Evad3rs has been accredited with helping in making four changes to the iOS 7.1.
The first change deals with a bug that may be change the iOS file system using a maliciously made backup. The second is about a crash reporting issue that deals with change permissions on arbitrary files. The third and fourth change, both deal with kernel related issues which lead to arbitrary code execution. Due to this bug, an attacker may be able to bypass the code signing requirements.
Other prominent mentions also include Filippo Bigarella, developer for Springtomize3 and Stefan Esser, an iOS hacker.

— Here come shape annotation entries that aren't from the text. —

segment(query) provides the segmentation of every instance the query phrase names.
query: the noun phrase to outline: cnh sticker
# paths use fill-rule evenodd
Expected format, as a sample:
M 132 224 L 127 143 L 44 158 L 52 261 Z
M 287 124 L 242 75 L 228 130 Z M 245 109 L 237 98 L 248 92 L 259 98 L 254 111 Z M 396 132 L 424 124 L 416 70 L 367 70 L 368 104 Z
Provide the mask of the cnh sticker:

Bigarella was able to point out an unexpected system termination arising due to the action of a malicious app. Stefan pointed out a man-in-the-middle attack through a bug which could lead the user to download a malicious app.

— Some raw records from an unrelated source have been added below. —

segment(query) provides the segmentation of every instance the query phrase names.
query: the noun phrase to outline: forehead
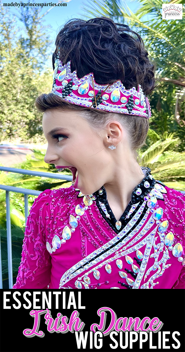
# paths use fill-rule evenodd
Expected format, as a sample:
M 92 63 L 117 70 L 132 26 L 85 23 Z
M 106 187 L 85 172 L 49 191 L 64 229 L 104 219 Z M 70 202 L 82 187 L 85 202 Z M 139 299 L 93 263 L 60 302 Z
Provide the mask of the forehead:
M 47 133 L 54 128 L 75 128 L 78 127 L 84 119 L 76 112 L 61 111 L 58 109 L 49 109 L 43 114 L 42 119 L 43 129 Z

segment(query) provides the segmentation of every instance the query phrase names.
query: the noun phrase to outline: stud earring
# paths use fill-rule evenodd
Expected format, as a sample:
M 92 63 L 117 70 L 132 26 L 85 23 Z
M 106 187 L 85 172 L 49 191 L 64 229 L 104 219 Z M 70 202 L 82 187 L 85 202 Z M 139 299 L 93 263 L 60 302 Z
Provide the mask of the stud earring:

Apple has been previously known to laud the efforts of hackers to strengthen its security system. Back in 2012, the iOS Jailbreak Dream Team was acknowledged for their discovery about a kernel based exploit, which led to the patch in iOS 5.1. Likewise, four changes in the iOS 6.1.3 were accredited to evad3rs, as the time was able to point out 4 of the 6 bugs in the iOS.
Coming back to the support document, it enlists 41 threat prone areas that have been rectified in the iOS 7.1. Also worthy to note is that in addition to the ‘usual’ prominent hackers, the Google’s Chrome Security Team has also contributed.
The Chrome Security Team was able to point out 9 out of 19 points of threat in the Safari’s Webkit browser engine.
The document at the end also states that Apple doesn’t let the general public know about the security exploits until the necessary patches are available. This statement answers the skepticism that Apple has to face at the hands of less informed media outlets.